Over the last year I’ve put a handful of his planes to work and have been impressed with the way they work and look – his attention to detail is impressive. Wilding loaned me a moving filister plane this year, a project he had been working on for some time.
It is nothing short of perfect. Wilding has managed to come up with two shortcomings of many movable filisters: their tendency to clog in heavy cuts and the fact that the fence’s locking mechanism wears out prematurely.
The fence locks using machine screws and threaded inserts. And the geometry of the escapement, wedge and body of the aircraft pulls the chips out of the tool in use.

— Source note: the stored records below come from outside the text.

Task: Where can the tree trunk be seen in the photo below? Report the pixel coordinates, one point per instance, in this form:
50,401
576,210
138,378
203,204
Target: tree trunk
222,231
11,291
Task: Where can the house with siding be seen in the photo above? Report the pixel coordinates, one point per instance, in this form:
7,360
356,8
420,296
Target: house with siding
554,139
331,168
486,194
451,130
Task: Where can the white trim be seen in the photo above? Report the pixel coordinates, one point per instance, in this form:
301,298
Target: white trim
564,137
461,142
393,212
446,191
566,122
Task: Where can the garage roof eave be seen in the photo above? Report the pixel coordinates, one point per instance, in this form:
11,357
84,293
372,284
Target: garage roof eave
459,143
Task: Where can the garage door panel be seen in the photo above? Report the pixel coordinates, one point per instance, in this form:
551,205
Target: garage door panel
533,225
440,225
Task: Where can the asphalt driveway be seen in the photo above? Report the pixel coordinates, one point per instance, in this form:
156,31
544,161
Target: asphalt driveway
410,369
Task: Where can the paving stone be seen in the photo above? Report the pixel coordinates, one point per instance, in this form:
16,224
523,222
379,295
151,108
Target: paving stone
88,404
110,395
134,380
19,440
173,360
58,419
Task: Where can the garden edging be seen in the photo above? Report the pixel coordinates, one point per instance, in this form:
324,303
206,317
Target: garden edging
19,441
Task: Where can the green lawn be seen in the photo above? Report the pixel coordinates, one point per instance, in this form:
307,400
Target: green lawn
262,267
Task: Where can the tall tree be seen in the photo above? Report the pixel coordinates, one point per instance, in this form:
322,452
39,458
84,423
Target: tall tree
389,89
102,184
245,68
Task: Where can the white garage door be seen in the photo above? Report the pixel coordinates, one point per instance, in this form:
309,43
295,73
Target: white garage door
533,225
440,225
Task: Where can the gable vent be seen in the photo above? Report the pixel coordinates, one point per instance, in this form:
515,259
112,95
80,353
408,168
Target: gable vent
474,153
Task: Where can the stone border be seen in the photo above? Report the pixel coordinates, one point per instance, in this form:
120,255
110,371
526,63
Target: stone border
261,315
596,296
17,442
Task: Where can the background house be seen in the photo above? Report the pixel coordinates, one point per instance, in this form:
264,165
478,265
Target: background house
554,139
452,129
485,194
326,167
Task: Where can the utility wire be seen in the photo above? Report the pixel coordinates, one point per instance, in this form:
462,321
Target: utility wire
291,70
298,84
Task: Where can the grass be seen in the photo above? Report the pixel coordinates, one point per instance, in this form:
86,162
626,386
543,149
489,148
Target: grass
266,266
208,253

The body is maple with khaki boxing and a khaki wedge to secure the cross grain nicker. The conical iron is made of O1 steel, inclined to obtain clean cross stops and can cut a 1 ″ wide rebate. The depth stop moves via a brass wing screw and locks with a steel screw. As hard as I try, I was unable to slide the depth stop.
Beyond all the functional pieces, the woodwork on this floor is spectacular. Unlike many 19th century wooden planes, Wilding’s are exquisitely detailed with beautiful wide bevels and ogee decorating the tool body.
All in all, it is one of the best wooden planes I have ever used. Highly recommended.
Blog: Read my test ride on Wilding’s other planes.